E a pérola do bolo: os mesmos professores que vivenciam todo esse cotidiano de violências institucionais nas instituições de ensino privada fazem greve e gritaria por bem menos nas instituições de ensino público – a precarização é de tal ordem hoje que muitos professores vivem a vida dupla de ensino na escolas públicas e em escolas privadas. São verdadeiros leões nas lutas sindicais e trabalhistas nas escolas públicas, pelo menos discursivamente, claro – muitos, na verdade, apenas vestem o pijama e vibram por mais uma greve em defesa da educação pública, verdadeiro tema bossa nova que faz a cabeça de todo brasileiro. Mas, por outro lado, se comportam como gatinhos domésticos diante das arbitrariedades da educação privada. Pior, nunca se organizam e organizam um debate público em torno do tipo de condução da educação na iniciativa privada.
Evidentemente, preocupa-me as greves nas instituições públicas, mas me causa choque também a ausência de qualquer crítica pública, greve ou resistência coletiva aos desmandos e violências institucionais nas escolas e universidades privadas. São ilhas de prosperidade da tirania institucional e da cumplicidade tácita dos violentados (docentes). Sociologicamente, não chega nem a constituir violência simbólica, é masoquismo cínico mesmo.
Seus violentados preferem optar pelo silêncio, cultivando o mal-estar cotidiano de saber que a educação brasileira vai mal, mas não apenas no ensino público, mas também e sobretudo no ensino privado – principalmente em matéria de crescente perda da autonomia do educador na avaliação das competências e habilidades dos estudantes. Heroicamente, são algumas coordenações disciplinares quem procuram ainda “humanizar” a tensa relação entre professores, escola, estudantes e pais de estudantes. Claro que isso só ocorre quando os coordenadores apresentam o espírito de razão comunicativa e solidariedade. Não são todos, infelizmente.
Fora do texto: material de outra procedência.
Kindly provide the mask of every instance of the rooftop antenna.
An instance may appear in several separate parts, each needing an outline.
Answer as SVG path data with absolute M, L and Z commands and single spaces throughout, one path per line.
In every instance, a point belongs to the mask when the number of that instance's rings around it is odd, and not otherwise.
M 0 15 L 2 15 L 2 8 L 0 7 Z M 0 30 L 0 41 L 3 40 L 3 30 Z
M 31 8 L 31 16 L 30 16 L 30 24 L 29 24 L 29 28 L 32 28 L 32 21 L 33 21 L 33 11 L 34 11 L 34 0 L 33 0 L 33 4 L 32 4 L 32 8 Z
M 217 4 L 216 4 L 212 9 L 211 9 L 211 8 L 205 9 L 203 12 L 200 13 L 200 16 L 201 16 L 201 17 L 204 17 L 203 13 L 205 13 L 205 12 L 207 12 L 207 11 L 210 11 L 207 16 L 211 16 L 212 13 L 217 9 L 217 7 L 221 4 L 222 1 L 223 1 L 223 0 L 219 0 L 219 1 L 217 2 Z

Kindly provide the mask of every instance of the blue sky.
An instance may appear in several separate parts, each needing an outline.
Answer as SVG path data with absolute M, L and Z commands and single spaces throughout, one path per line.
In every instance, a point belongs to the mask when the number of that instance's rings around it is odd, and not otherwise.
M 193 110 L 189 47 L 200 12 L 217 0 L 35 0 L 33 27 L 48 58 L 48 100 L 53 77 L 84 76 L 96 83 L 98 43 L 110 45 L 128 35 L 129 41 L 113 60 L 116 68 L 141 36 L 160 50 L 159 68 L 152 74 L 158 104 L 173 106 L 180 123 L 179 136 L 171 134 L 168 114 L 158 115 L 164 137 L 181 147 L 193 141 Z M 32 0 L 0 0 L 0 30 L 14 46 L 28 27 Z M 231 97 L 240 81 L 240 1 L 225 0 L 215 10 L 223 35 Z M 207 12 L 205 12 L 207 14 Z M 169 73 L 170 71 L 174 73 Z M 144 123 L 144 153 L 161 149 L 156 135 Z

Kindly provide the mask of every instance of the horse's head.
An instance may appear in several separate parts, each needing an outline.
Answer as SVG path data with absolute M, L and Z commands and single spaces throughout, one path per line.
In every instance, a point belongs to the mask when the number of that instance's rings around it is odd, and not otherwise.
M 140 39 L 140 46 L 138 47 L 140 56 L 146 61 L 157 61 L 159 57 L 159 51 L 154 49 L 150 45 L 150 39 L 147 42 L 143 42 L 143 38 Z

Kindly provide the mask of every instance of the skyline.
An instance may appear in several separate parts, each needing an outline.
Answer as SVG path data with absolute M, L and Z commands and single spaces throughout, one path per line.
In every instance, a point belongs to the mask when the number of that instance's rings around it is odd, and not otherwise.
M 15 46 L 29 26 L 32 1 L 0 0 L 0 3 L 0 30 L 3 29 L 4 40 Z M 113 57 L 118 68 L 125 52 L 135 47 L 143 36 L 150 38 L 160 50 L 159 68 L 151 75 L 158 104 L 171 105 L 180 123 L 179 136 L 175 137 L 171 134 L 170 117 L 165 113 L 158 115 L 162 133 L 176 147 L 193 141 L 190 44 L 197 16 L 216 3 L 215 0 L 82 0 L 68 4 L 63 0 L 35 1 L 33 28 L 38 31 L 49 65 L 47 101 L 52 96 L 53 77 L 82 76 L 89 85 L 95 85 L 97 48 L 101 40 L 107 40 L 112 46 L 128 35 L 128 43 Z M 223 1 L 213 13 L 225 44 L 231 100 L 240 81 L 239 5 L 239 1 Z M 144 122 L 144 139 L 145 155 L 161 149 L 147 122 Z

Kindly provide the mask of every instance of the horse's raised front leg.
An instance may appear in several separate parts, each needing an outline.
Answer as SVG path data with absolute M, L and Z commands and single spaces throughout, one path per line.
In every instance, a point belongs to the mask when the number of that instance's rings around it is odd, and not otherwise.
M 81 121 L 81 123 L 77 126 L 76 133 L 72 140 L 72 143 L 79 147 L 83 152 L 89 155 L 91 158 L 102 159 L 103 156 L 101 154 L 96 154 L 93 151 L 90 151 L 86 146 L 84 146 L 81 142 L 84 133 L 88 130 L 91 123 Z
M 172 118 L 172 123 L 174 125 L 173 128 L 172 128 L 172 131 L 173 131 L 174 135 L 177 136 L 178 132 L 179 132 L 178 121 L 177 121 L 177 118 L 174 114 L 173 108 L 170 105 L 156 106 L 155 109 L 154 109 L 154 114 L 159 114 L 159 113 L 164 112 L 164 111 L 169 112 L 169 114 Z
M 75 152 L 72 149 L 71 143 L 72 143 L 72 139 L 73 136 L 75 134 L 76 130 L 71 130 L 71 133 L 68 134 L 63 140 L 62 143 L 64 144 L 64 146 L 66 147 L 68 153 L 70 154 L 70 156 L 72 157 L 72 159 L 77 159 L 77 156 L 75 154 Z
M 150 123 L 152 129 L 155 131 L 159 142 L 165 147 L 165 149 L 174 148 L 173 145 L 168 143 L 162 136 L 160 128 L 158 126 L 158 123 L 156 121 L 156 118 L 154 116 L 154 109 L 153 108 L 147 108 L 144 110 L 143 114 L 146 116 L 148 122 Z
Em consequência, resta a má-consciência e o discurso ressentido de desqualificação das universidades públicas e de seus profissionais. Até parece um desejo latente e masoquista para que a educação pública federal fracasse, justamente onde ainda encontramos excelência educacional, salários dignos e autonomia do educador, tal como podemos encontrar nas Universidades Federais e Institutos Federais de Tecnologia como atesta a verdadeira fuga em direção a essas instituições públicas que muitos dos mais talentosos docentes do ensino privado estão realizando em busca do que já é conhecido como “Carta de Alforria”.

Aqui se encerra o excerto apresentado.